Trade Route Risk and the Strait of Hormuz Factor
The Strait of Hormuz closure that has driven global oil price volatility since February 2026 is also affecting the logistics economics of ASEAN manufacturing in ways that are not immediately obvious. Vietnam and Thailand import significant volumes of chemical feedstocks — particularly petrochemical derivatives, polymer resins, and specialty chemical intermediates — from Middle Eastern producers who ship through the Gulf. The effective closure of the Strait has disrupted these supply lines, increasing shipping costs and lead times for chemical inputs that ASEAN manufacturers depend on. The disruption is creating premium pricing opportunities for suppliers who can source equivalent chemical inputs from non-Gulf supply chains — US Gulf Coast producers, European suppliers, and North Asian exporters whose logistics routes do not depend on Hormuz transit.
The medium-term implication is that ASEAN manufacturers and their chemical suppliers will accelerate supply chain diversification away from Middle Eastern feedstock dependence — a structural change that the conflict has catalysed but that serves long-term supply security objectives independent of whether the Hormuz disruption resolves quickly. Companies that use the current disruption period to establish durable non-Gulf supply relationships will retain the supply security benefits of that diversification even after Hormuz normalises, creating a more resilient chemical input supply chain than the Gulf-dependent structure that preceded the conflict.

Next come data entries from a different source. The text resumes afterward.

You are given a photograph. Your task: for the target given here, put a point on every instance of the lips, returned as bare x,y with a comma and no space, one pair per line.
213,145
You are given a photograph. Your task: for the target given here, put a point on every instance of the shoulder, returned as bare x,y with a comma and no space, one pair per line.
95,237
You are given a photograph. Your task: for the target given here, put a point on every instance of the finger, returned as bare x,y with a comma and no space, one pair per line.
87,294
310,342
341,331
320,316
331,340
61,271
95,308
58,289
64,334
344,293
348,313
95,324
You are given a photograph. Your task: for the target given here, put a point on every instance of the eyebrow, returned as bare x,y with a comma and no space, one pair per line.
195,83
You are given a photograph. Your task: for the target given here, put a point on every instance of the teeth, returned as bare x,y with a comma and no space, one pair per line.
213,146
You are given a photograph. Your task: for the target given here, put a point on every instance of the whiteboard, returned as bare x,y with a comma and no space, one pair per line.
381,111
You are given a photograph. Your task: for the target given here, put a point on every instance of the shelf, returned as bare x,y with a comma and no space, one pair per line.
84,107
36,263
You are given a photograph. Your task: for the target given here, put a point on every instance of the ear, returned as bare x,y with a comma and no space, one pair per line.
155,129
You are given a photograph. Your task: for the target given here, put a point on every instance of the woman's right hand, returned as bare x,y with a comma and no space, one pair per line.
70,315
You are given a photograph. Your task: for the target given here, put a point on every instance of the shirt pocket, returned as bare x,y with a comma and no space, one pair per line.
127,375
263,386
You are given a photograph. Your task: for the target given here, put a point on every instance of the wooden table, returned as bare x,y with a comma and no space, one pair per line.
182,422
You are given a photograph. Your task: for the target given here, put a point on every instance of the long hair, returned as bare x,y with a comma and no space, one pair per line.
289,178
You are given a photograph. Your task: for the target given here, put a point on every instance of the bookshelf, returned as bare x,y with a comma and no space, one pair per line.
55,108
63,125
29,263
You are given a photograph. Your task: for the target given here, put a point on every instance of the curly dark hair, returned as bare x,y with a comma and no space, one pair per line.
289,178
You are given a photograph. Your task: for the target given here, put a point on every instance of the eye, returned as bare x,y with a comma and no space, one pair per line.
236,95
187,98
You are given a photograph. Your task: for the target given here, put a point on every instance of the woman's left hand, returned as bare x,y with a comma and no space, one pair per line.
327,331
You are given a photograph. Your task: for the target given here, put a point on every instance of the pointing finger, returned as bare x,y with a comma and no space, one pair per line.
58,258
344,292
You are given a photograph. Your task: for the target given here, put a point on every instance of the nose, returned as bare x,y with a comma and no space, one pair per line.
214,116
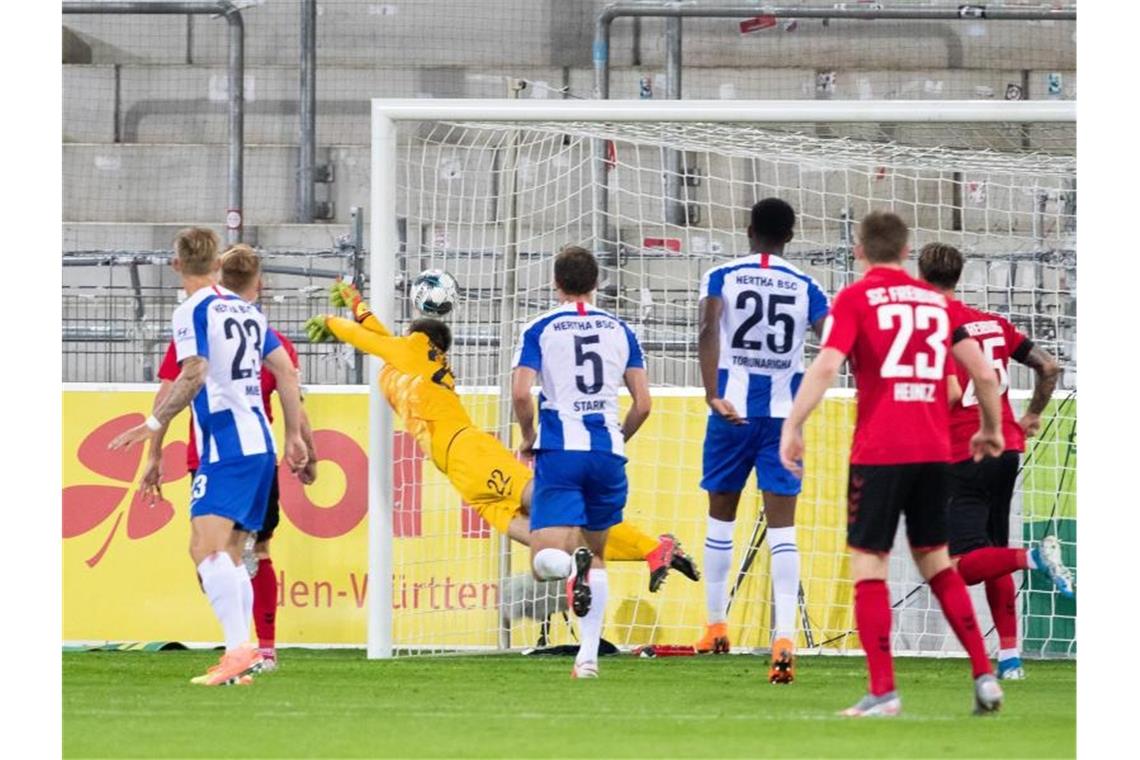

What This Means for Market Participants
Chemicals sector companies should treat the ASEAN manufacturing relocation not as a demand trend to track but as a geographic expansion imperative to act on. The window in which companies can establish preferential industrial estate positions, anchor customer supply agreements, and technical service capabilities in Vietnam and Thailand at reasonable capital costs is narrowing as the relocation wave progresses — early movers are establishing the customer relationships and local infrastructure that latecomers will find harder to replicate when the ASEAN manufacturing cluster is more developed and competitive dynamics are more established. For companies evaluating ASEAN chemicals market entry, the planning horizon should be 2027 capacity, not 2028 — the relocation pace in 2026 suggests that the initial manufacturing wave will have established its chemical supply relationships before companies with later planning cycles can complete their market entry processes.